The report also indicates that the ongoing problems in the WebOps program may be just the tip of the iceberg, given plans to vastly expand the military’s online psychological warfare efforts against ISIS. A $500 million contract for a new counter-propaganda initiative — separate from WebOps but overseen by some of the same people — was awarded to defense contractor Northrop Grumman in the fall. The Naval Criminal Investigative Service (NCIS) is reportedly investigating allegations from an anonymous whistleblower of “allegations of corruption” regarding the awarding of that contract.
“One of the most damning accusations leveled by the whistleblower is against Army Col. Victor Garcia, who led the information operations division until July 2016” the AP reports. “The whistleblower contended that Garcia steered the contract to a team of vendors that included a close friend’s firm.”

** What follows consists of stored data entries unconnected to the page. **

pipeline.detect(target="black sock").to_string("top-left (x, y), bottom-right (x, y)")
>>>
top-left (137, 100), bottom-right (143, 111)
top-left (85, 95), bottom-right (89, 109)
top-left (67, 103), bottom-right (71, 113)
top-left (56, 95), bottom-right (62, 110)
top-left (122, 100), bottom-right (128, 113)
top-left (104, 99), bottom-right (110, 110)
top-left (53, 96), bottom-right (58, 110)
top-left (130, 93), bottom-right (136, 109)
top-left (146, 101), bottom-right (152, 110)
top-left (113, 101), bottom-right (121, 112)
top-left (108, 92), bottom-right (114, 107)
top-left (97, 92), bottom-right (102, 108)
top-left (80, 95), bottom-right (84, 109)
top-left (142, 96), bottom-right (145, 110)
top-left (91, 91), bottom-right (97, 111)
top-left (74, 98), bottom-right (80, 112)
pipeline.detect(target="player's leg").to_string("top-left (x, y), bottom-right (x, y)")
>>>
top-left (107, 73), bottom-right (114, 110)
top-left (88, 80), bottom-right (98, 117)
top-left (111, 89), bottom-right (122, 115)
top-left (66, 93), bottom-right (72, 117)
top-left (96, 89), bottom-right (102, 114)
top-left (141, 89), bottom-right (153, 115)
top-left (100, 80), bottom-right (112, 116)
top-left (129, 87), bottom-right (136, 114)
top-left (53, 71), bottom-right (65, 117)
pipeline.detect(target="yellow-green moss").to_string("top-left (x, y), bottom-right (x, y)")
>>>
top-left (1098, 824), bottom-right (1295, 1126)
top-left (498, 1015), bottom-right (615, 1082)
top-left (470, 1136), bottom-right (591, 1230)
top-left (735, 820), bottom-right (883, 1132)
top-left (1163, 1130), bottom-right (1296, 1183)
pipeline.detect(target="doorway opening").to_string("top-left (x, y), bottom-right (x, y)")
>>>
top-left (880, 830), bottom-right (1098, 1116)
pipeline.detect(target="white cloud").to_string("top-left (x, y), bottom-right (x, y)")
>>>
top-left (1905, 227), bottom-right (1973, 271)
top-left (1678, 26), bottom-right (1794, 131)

That friend was Simon Bergman, who helped prepare Northrop’s bid for the contract. According to the contractors and insiders interviewed anonymously by the AP, suspicions were widespread that Northrop got the contract because of Garcia’s friendship with Bergman.
“Colsa, the primary WebOps contractor, was not involved in Northrop’s bid. However, nothing prevents Northrop from bringing the company in as a subcontractor,” according to the AP. “That’s the plan, said several contractors who have been briefed by Northrop. Such a move would provide ample funding to keep WebOps running for up to five more years.”
As has become abundantly clear over the past year, information operations can have an immense and perhaps immeasurable effect in influencing the outcome of a conflict, violent or otherwise. Yet the way the Pentagon is running its psychological warfare campaign against ISIS appears to be a textbook example of the kind of incompetence and waste — not to mention fraud and corruption — that has long been obscured by the Defense Department’s inexcusable accounting practices.
These latest revelations about WebOps and the Northtrop contract illustrate clearly that the government could and must do a much better job at both holding the Pentagon accountable for its spending, and taking seriously any anti-ISIS psychological warfare campaigns it engages in. As it stands, WebOps appears to be a counterproductive program that is probably generating greater support for Islamist extremism and pushing at-risk individuals further towards radicalization and sympathy for ISIS.
America — the world’s sole and sinking military superpower — continues to concentrate on building more jets, drones, battleships and bombs. Yet as long as it continues its present approach to influence operations, those that have a greater appreciation for the psychological dimension in any conflict — whether it is a diplomatic fight with a relatively powerful nation-state like Russia or an asymmetric war against non-state actors like ISIS — will continue to run circles around the U.S.